Why Friday the 13th isn’t an unlucky date in Italy

Unlucky for some, but not for Italians. Here's why today's date isn't a cause for concern in Italy - but Friday the 17th is.

Why Friday the 13th isn't an unlucky date in Italy

When Friday the 13th rolls around, many of us from English-speaking countries might reconsider any risky plans. And it’s not exactly a popular date for weddings in much of the western world.

But if you’re in Italy, you don’t need to worry about it.

There’s no shortage of strongly-held superstitions in Italian culture, particularly in the south. But the idea of Friday the 13th being an inauspicious date is not among them.

Though the ‘unlucky 13’ concept is not unknown in Italy – likely thanks to the influence of American film and TV – here the number is in fact usually seen as good luck, if anything.

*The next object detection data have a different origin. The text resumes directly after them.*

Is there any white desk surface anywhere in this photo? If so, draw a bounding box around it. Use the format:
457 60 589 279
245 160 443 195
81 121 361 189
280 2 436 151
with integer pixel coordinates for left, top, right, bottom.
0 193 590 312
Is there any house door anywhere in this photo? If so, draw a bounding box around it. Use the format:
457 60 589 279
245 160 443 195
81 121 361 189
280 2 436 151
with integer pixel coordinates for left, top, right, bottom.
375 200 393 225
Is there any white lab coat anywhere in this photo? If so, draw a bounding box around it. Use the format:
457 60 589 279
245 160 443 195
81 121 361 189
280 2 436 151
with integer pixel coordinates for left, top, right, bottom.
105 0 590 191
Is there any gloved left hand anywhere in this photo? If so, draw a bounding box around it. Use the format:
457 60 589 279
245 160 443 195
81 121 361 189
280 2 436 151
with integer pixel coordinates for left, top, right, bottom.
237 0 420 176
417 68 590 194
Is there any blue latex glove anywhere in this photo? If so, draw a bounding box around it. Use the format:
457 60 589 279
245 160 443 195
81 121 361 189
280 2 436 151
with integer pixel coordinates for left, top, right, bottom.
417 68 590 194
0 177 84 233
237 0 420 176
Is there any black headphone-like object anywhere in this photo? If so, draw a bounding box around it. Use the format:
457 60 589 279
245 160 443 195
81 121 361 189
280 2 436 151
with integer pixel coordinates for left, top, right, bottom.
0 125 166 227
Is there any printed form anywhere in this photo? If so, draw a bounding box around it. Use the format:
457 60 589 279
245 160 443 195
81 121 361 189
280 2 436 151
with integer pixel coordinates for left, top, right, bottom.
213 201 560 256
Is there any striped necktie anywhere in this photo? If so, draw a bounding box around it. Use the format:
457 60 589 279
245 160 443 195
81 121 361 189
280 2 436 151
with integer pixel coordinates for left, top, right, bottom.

The number 17, however, is viewed with suspicion and Friday the 17th instead is seen as the unlucky date to beware of.

Just as some Western airlines avoid including the 13th row on planes, you might find number 17 omitted on Italian planes, street numbering, hotel floors, and so on – so even if you’re not the superstitious type, it’s handy to be aware of.

The reason for this is thought to be because in Roman numerals the number 17 (XVII) is an anagram of the Latin word VIXI, meaning ‘I have lived’: the use of the past tense apparently suggests death, and therefore bad luck. It’s less clear what’s so inauspicious about Friday.

So don’t be surprised if, next time Friday 17th rolls around, you notice some Italian shops and offices closed per scaramanzia’.

But why then does 13 often have a positive connotation in Italy instead?

You may not be too surprised to learn that it’s because of football.

Ever heard of Totocalcio? It’s a football pools betting system in which players long tried to predict the results of 13 different matches.

There were triumphant calls of ho fatto tredici! – ‘I’ve done thirteen’ – among those who got them all right. The popular expression soon became used in other contexts to mean ‘I hit the jackpot’ or ‘that was a stroke of luck!’

From 2004, the number of games included in Totocalcio rose to 14, but you may still hear winners shout ‘ho fatto tredici’ regardless.

Other common Italian superstitions include touching iron (not wood) for good luck, not toasting with water, and never pouring wine with your left hand.